Either Phil is brilliant at fanservice & baiting, loves attention for any reason, or he’d actually be well up for playing Roy/Jamie as sexual or romantic. Perhaps it’s a bit of all three.

[quote] Actor Phil Dunster would 100% be up for [making Jamie Tartt a bisexual character]. Whether it’s filming a post-episode interview for AFC Richmond’s social media which was nominally about leading into the “Beard After Hours,” episode but will forever be remembered for the fact that when Jamie mistakes the journalist’s questioning as an implication that he and Beard are hooking up, to which his scornful response is that Beard is not his type because he’s too scratchy — not, you know, that he’s straight — or liking and applauding an Instagram comment on his page from a fan suggesting that The Crown actor Josh O’Connor should play Jamie’s boyfriend in season 3 it’s easy to believe that there is plenty of scope to view the character as something other than straight, and it’s that it’s scope his actor recognises as well. I’ve always suspected the poster of Roy that we know on Jamie’s wall was something of a childhood crush, an idea bolstered, naturally, by Dunster and co-star Brett Goldstein straight up making cracks about Apple censoring the lovemaking scenes between Jamie and Roy — right for the story, apparently, but just too hardcore in the end.

[quote] Dunster is also the only cast member to have mentioned being aware of Roy/Jamie fanfiction and shipping, and while a good handful of people are into it, it’s not an idea that dominates the wider Ted Lasso fandom spaces by any means. In fact, Ted Lasso is not even a show whose audience particularly gears towards transformative works on the whole. (The show, as of October 2022, has around 3300 works on Archive of Our Own and less than 10% of those are Roy/Jamie stories. Those figures, in the grand scheme of both transformative fandoms or shipping culture, and also Lasso’s wider popularity and audience engagement, are not high.) More widely appreciated by the general audience is the relationship between the actors, whose affectionate bromance made a splash at the Emmys last month when Goldstein, who picked up another Best Supporting Actor trophy, brought Dunster, who unfortunately once again missed out on a nomination, as his date, and in media commitments leading up to the awards, Dunster has continued to enthusiastically fawn over Goldstein, which to date has included waxing lyrical about how hunky Goldstein’s body is, attributing their crackling chemistry to how good he smells, and declaring that he is in love with him.

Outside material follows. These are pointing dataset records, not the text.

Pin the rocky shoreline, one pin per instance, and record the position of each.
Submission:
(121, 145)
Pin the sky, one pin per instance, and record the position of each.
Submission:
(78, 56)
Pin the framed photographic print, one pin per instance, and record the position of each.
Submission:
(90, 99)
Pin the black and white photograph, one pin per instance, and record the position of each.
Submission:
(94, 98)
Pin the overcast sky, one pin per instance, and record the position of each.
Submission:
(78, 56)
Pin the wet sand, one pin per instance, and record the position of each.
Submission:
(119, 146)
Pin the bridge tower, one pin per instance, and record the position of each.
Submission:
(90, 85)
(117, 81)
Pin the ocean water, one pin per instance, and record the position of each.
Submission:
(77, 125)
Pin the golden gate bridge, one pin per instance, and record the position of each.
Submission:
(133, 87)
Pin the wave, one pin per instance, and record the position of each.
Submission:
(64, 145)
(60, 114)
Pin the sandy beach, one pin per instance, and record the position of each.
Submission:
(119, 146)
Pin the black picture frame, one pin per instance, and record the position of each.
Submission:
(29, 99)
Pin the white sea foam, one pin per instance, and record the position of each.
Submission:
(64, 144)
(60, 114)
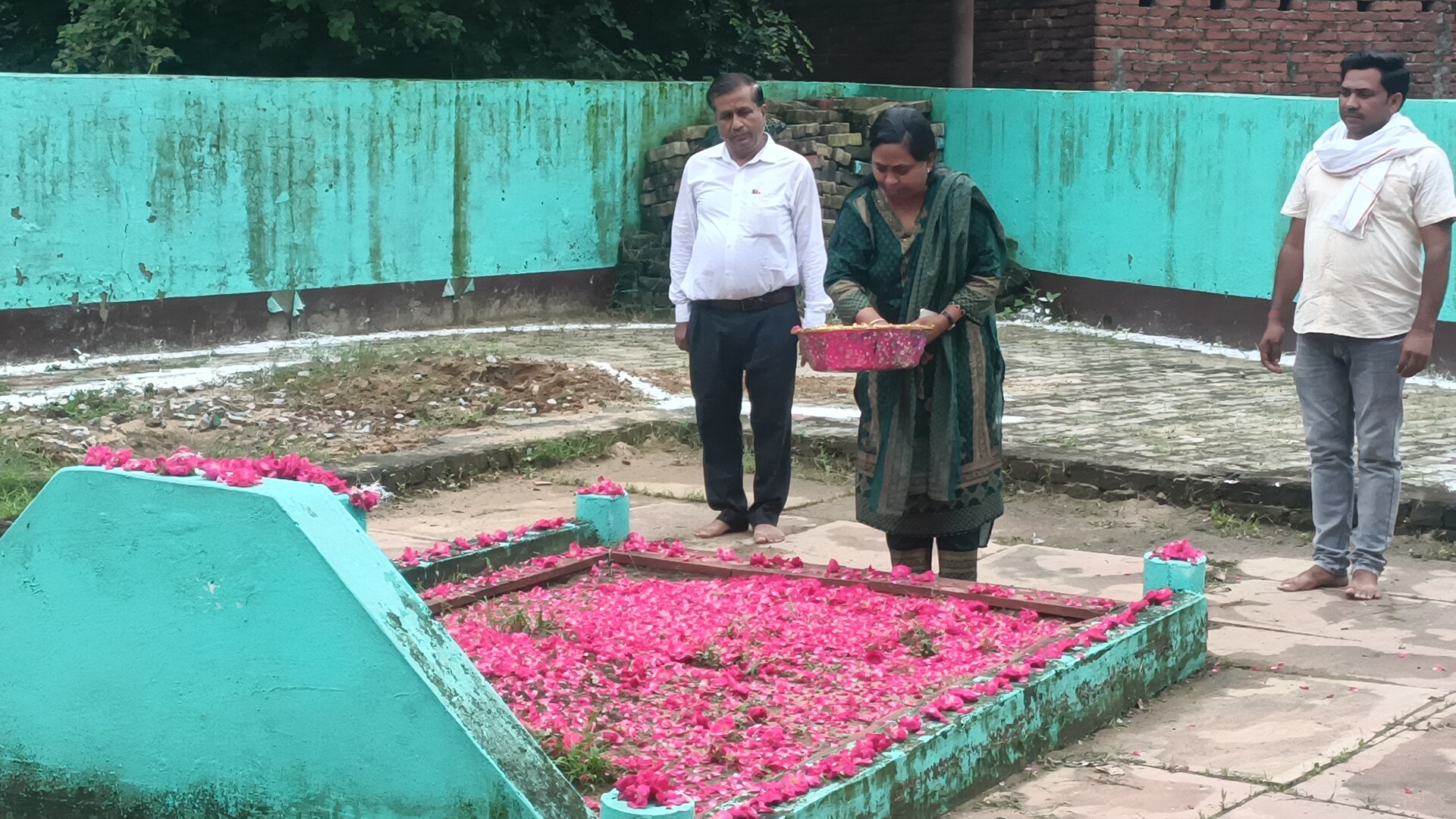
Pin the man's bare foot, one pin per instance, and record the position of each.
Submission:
(1365, 585)
(1310, 579)
(767, 534)
(715, 529)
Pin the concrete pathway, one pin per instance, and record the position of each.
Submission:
(1312, 706)
(1107, 398)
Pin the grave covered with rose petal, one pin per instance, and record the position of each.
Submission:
(237, 642)
(770, 686)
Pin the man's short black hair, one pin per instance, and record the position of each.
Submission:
(731, 82)
(1395, 77)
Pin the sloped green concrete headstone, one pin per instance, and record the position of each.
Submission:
(181, 649)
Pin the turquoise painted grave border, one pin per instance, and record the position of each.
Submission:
(178, 648)
(481, 561)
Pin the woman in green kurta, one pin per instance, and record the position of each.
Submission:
(922, 241)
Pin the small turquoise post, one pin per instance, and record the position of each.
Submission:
(613, 808)
(610, 515)
(1177, 575)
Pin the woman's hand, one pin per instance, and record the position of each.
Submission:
(938, 325)
(870, 315)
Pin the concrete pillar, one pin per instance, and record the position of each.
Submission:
(965, 44)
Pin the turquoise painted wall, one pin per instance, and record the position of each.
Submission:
(146, 187)
(191, 645)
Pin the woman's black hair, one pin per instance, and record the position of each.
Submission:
(908, 127)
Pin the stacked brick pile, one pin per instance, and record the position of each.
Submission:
(833, 136)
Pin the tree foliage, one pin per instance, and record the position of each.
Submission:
(406, 38)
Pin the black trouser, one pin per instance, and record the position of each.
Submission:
(723, 347)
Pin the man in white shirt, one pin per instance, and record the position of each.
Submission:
(1367, 200)
(746, 232)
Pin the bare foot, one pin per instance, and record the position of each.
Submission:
(715, 529)
(1365, 585)
(767, 534)
(1310, 579)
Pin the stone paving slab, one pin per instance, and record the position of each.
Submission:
(1411, 773)
(1389, 624)
(1071, 572)
(1260, 726)
(1410, 579)
(1288, 653)
(1280, 806)
(1098, 792)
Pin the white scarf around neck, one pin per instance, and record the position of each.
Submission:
(1366, 162)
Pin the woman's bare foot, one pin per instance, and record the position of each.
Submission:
(1365, 585)
(764, 534)
(1310, 579)
(715, 529)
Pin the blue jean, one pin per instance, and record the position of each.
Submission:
(1350, 394)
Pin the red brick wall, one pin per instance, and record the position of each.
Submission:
(1250, 47)
(878, 41)
(1046, 44)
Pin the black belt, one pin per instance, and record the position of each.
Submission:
(756, 303)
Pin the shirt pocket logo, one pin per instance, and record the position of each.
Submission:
(767, 215)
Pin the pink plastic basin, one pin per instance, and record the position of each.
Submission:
(836, 349)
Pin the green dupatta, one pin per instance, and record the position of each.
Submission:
(965, 401)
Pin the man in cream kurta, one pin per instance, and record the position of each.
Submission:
(1369, 199)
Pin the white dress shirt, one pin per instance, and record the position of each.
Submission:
(740, 232)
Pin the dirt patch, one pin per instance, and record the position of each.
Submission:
(328, 410)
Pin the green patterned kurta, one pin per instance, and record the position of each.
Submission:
(929, 439)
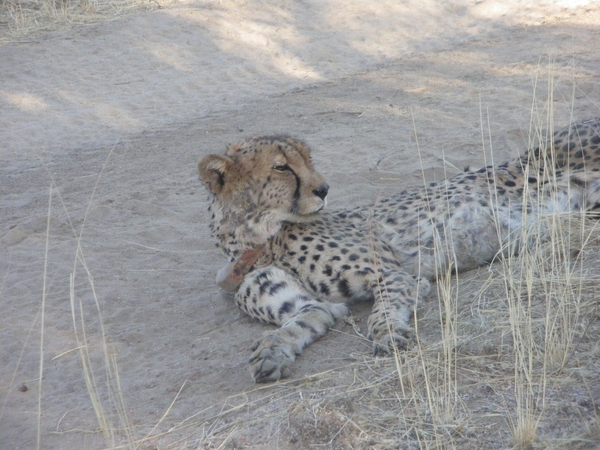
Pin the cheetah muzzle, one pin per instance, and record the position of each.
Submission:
(305, 264)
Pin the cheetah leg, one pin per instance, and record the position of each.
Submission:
(273, 296)
(389, 321)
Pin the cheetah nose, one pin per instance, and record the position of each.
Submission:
(322, 191)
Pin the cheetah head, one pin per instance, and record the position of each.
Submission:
(258, 185)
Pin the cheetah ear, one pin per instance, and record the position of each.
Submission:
(213, 172)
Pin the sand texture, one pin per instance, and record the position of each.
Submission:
(105, 249)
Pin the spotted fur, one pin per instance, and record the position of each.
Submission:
(265, 191)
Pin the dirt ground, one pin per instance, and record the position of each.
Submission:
(102, 127)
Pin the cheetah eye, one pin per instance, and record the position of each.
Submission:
(281, 168)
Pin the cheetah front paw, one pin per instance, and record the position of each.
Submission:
(270, 359)
(385, 342)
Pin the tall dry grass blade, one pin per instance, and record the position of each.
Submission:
(43, 315)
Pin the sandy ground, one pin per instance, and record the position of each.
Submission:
(102, 127)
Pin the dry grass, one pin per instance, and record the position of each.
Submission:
(499, 351)
(23, 18)
(505, 358)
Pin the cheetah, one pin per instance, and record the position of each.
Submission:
(294, 265)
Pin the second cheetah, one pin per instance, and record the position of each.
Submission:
(294, 265)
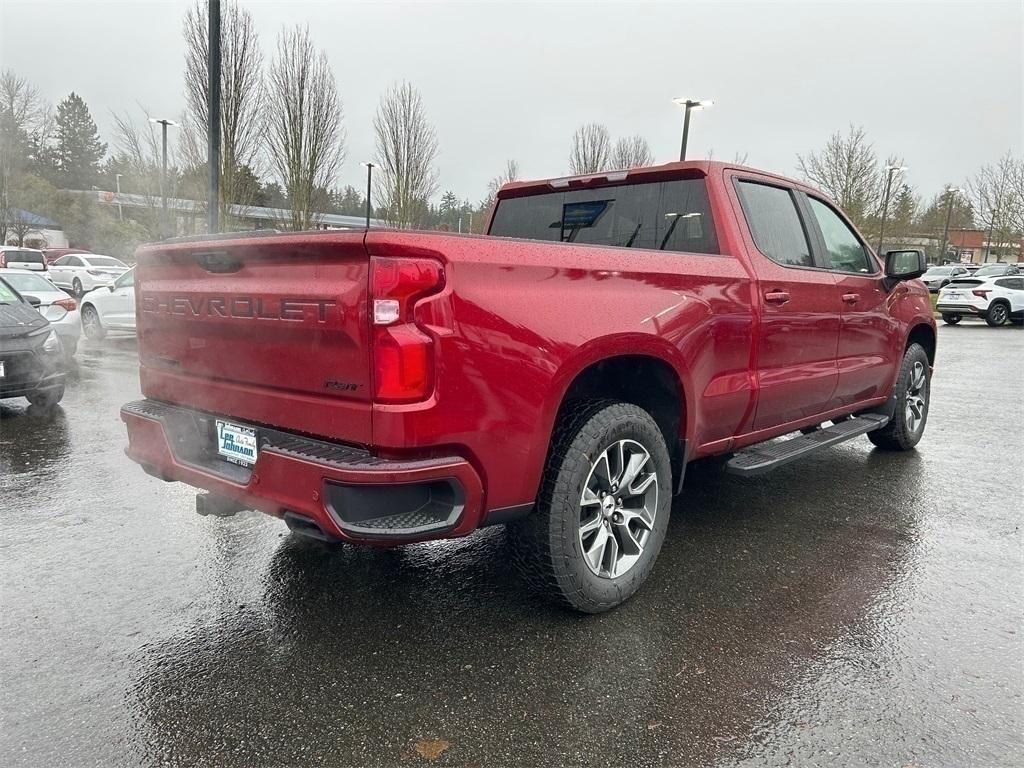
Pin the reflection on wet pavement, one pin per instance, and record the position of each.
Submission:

[quote] All very fun, but more importantly, he’s pointed out the fact that the real love story of Ted Lasso, specifically within the intricate under-one-another’s-skin-for-life triangle his character is locked in, is Jamie and Roy. He’s 100% correct, just in the sense of what those characters mean to one another. They belong together, in whatever way you’d like them to be, and they both belong with Keeley too. “It’s setting it up for where you want to keep the journey going with these three characters, because it’s almost never ending. They could be this kind of awesome family that keeps [twirling together motions] for eternity,” Juno Temple says of the connection between the group. Keeley pouring those two coffees the boys brought her into one cup during the season 1 finale is truly the perfect metaphor for the scenario. I’m not putting Roy on this list overall, but by nature I guess he’s included here because Jamie is Jamie, and because it’s Jamie, Roy might go for it even if he’d never gone for it before. It’s very unlikely the show will go there, but it’s a credit to Ted Lasso that I feel as if it’s not absolutely impossible. That they’re forward-thinking enough and subversive to be in the small bracket of shows who just fucking go for it.